Acordem para a vida! Quando soe o apito para este jogo inaugural, agendado exatamente para 16 de junho de 2026, 02:00 WEST, muitos vão estar de olhos postos nos bastidores, mas nós focamo-nos na relva sob as chuteiras. Quem olha para a cotação oferecida pelas casas de apostas pensa que o Irão passou as últimas semanas completamente perdido. O mercado caiu que nem um patinho nos cabeçalhos dramáticos: logística caótica no quartel-general de Tijuana, viagens desgastantes até Los Angeles, tensão política a dominar a cabeça da equipa. Do outro lado da moeda, premiaram a Nova Zelândia apenas porque os rapazes da Oceânia montaram uma barricada razoável e perderam pela margem mínima contra a Inglaterra num amigável de ensaio. Mas fechar as linhas de passe não dura para sempre quando os alicerces fraquejam.
O castelo de cartas do desfalcado meio-campo neozelandês
Há duas verdades esmagadoras que a cotação disponível no mercado parece teimar em não querer ver. Em primeiro lugar, o meio-campo neozelandês está preso por arames e prontíssimo a ceder. Matt Garbett, o verdadeiro pulmão e cérebro criador dos All Whites, deitou a mão à coxa nos treinos no momento mais indesejado. Ficar sem ele numa batalha destas é deitar fora a pouca capacidade tática capaz de estancar o ritmo de jogo do adversário. Sob fogo asiático constante, isso equivale a uma verdadeira sentença. As pessoas têm a memória curta e refugiam-se contra o muro frente aos ingleses, mas tentam apagar o banho de realidade na preparação contra o Haiti. Mal os haitianos decidiram esticar o jogo na velocidade e massacrar os defesas de frente para a sua própria baliza, a Nova Zelândia desmoronou e engoliu um pesado 4-0. E hoje o monstro que vai estar lá na frente morde com pontaria muito mais fina.
Um autêntico inferno de apoio nas bancadas de L.A.

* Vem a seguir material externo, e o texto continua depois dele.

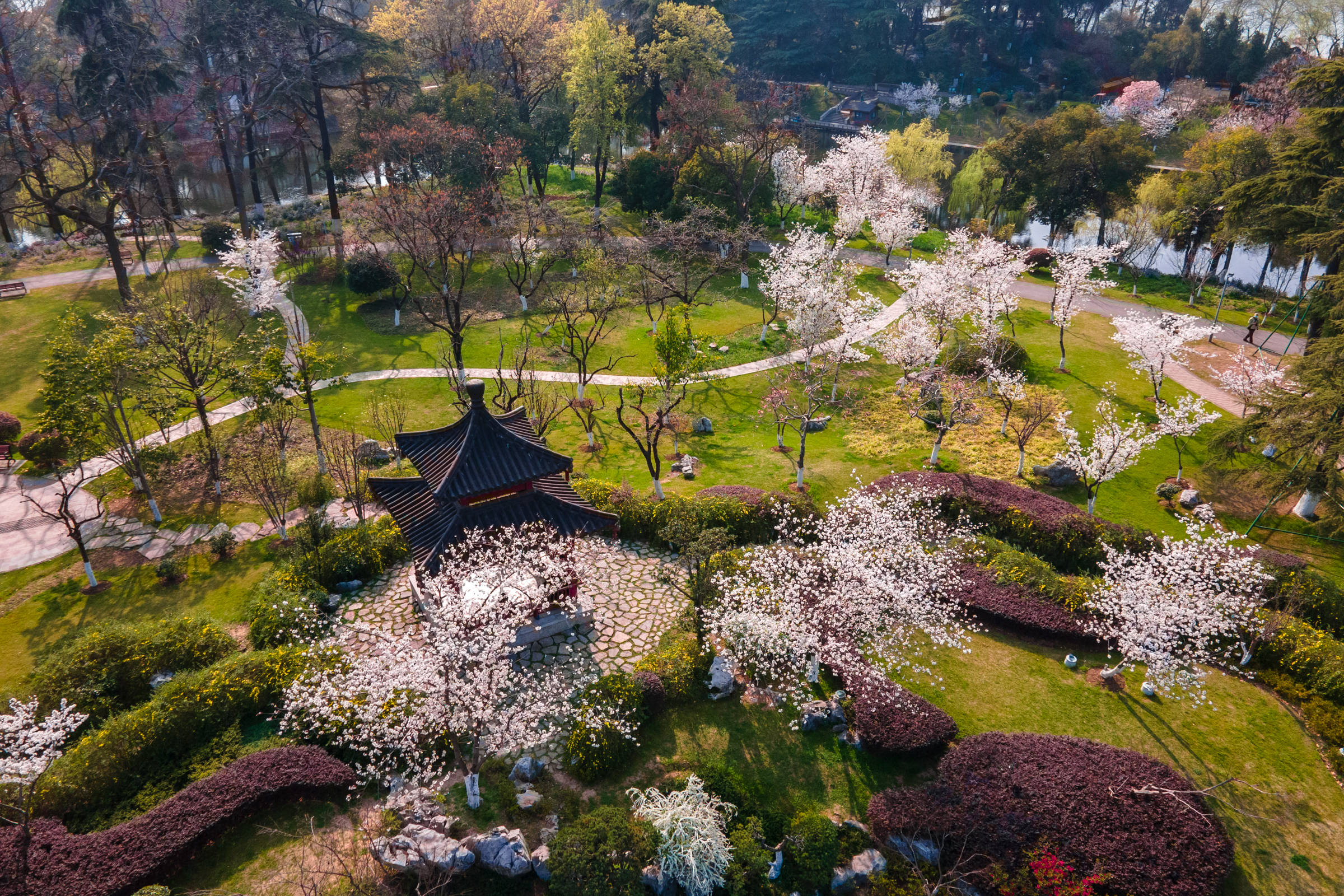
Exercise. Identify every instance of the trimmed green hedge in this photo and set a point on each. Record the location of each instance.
(644, 519)
(115, 760)
(106, 668)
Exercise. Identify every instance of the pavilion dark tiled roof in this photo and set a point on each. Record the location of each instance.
(479, 473)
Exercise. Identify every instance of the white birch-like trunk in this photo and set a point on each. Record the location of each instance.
(474, 790)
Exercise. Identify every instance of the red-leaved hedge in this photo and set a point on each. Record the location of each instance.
(1005, 794)
(122, 860)
(1052, 528)
(1015, 608)
(890, 719)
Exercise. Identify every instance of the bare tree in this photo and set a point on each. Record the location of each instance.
(652, 422)
(1038, 406)
(386, 413)
(66, 503)
(348, 469)
(259, 463)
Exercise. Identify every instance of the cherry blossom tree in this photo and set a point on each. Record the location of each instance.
(1179, 606)
(27, 750)
(451, 695)
(693, 843)
(1074, 281)
(1182, 421)
(1156, 342)
(866, 590)
(1249, 376)
(1114, 448)
(256, 258)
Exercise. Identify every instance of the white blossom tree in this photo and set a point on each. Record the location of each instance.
(693, 841)
(1249, 376)
(866, 590)
(1183, 419)
(1182, 605)
(27, 750)
(1114, 446)
(451, 695)
(1156, 342)
(1074, 281)
(256, 258)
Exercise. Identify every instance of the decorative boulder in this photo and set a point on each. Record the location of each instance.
(1057, 474)
(822, 713)
(505, 852)
(721, 679)
(420, 850)
(526, 769)
(859, 871)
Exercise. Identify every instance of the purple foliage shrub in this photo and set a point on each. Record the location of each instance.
(890, 719)
(1005, 794)
(1052, 528)
(122, 860)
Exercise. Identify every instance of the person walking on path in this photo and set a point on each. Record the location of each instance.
(1252, 325)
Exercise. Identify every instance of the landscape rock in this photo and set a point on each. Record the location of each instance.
(721, 679)
(505, 852)
(541, 859)
(526, 769)
(822, 713)
(420, 850)
(859, 871)
(1057, 474)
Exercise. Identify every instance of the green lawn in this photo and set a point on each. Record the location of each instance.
(217, 590)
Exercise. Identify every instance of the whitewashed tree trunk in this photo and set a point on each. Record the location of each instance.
(1305, 506)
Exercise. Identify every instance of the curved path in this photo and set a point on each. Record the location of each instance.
(32, 538)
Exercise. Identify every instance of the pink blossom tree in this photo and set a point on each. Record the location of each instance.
(1154, 343)
(1179, 606)
(1182, 421)
(1113, 449)
(451, 695)
(866, 590)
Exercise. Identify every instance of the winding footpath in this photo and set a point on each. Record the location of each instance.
(29, 538)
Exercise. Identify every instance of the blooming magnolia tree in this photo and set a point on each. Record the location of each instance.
(1114, 448)
(1076, 281)
(256, 258)
(693, 843)
(451, 695)
(1156, 342)
(1182, 605)
(1249, 376)
(1182, 421)
(866, 590)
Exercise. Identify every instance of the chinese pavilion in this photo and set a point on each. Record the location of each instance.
(480, 473)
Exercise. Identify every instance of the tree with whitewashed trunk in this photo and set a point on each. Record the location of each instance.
(867, 590)
(1113, 449)
(1179, 606)
(451, 695)
(1074, 282)
(1183, 419)
(27, 750)
(792, 186)
(256, 258)
(1154, 343)
(1249, 376)
(693, 840)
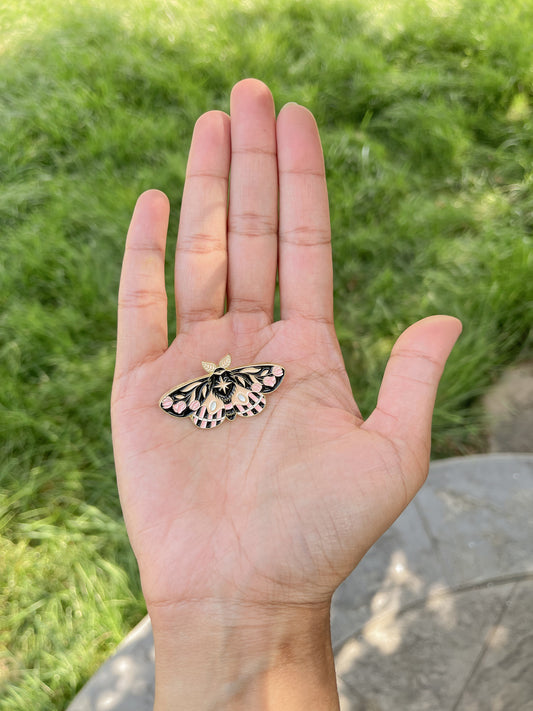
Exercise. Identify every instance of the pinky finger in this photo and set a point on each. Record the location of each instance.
(406, 398)
(142, 302)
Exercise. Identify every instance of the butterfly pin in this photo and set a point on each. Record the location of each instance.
(222, 393)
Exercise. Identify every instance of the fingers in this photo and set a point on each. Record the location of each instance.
(253, 205)
(142, 301)
(305, 265)
(407, 396)
(201, 257)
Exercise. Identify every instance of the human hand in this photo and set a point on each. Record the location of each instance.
(252, 525)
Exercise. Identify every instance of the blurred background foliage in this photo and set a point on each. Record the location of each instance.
(425, 111)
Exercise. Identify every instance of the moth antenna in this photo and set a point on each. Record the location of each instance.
(225, 362)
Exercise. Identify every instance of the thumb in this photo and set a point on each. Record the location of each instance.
(407, 395)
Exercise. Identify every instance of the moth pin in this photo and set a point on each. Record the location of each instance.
(223, 394)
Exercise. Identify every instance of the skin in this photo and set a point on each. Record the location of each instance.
(243, 532)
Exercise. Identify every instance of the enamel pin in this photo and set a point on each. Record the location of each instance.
(222, 394)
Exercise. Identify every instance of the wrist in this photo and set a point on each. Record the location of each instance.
(226, 658)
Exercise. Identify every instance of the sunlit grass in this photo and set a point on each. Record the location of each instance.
(425, 110)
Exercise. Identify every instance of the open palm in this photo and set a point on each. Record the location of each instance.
(279, 507)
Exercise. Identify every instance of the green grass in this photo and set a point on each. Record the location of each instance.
(425, 110)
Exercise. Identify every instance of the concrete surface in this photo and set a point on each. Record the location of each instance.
(438, 615)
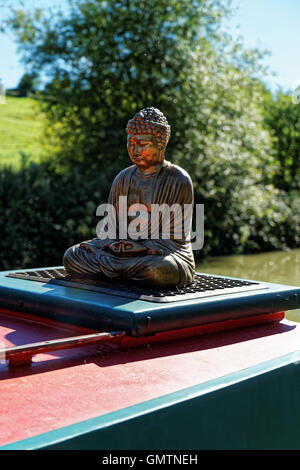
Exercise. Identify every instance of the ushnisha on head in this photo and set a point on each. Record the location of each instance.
(150, 121)
(148, 135)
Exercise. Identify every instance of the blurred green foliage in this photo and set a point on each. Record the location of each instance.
(104, 61)
(282, 118)
(43, 213)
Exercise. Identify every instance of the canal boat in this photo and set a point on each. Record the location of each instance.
(107, 365)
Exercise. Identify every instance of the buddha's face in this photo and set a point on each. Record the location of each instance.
(144, 151)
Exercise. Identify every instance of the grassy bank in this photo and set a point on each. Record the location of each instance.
(21, 127)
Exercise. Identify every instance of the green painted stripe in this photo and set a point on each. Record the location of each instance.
(129, 414)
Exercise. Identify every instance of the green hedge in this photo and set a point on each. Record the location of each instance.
(44, 212)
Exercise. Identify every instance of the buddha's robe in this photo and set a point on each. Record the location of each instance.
(166, 256)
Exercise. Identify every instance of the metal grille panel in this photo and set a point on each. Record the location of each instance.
(203, 286)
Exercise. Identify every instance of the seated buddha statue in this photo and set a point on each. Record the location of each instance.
(161, 254)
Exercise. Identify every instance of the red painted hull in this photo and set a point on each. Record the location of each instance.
(65, 387)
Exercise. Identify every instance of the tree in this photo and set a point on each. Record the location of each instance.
(282, 118)
(104, 61)
(27, 84)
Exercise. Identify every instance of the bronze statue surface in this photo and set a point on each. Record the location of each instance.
(154, 249)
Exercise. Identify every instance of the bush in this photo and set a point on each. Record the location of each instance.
(43, 213)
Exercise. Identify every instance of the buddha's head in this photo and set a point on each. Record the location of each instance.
(147, 137)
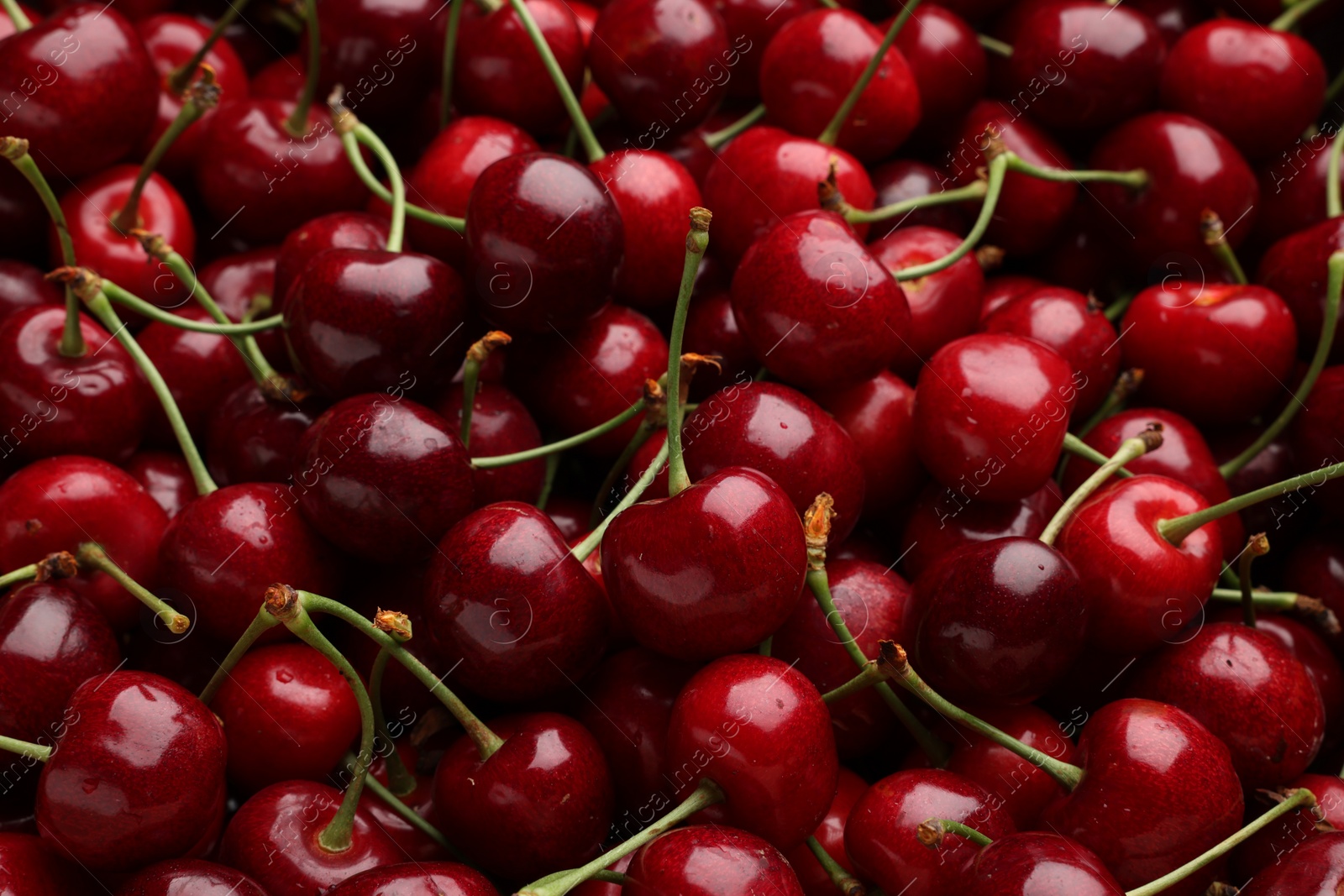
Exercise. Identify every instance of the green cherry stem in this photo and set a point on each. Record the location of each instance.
(1128, 450)
(553, 67)
(898, 667)
(17, 150)
(832, 132)
(696, 241)
(1334, 285)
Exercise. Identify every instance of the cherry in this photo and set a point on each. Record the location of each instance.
(98, 89)
(60, 503)
(812, 63)
(94, 405)
(759, 728)
(544, 241)
(991, 414)
(508, 600)
(873, 602)
(138, 774)
(944, 305)
(1073, 325)
(880, 832)
(273, 839)
(539, 804)
(710, 860)
(1274, 80)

O segundo ponto é ignorar grosseiramente a verdadeira atmosfera do estádio! Achar que este embate num palco imenso vai ditar uma temperatura anímica passiva é não conhecer a cidade de Los Angeles. Estamos a falar de um espetáculo na morada da maior diáspora iraniana fora do seu país de origem. As bancadas do imponente recinto vão transformar-se num inferno de união para empurrar a sua seleção, transformando um terreno neutro no mais vibrante dos relvados de conforto. E esse mar de gente é o balão de oxigénio ideal para enxugar o desgaste inicial provocado pelas viagens atribuladas.
Quando a bola começar finalmente a rolar, o fosso técnico virá ao de cima de forma cristalina. Sem o lesionado Sardar Azmoun no plantel, as cartas recaem sobre o avançado Mehdi Taremi, um especialista nato capaz de destruir bloqueios a partir da zona de castigo e na marcação de uma qualquer grande penalidade. A seleção sob o comando de Amir Ghalenoei sabe perfeitamente que, perante a envergadura de Bélgica e Egito no grupo, este duelo obriga à soma implacável dos três pontos. Ainda ponderei apontar aos golos curtos numa abordagem pragmática, mas deitar dinheiro nas mãos de quem demonstrou abrir alas fáceis à instabilidade é apostar no escuro. A opção sem manias pela conquista do terreno dita e justifica uma entrada incisiva sobre os comandados iranianos.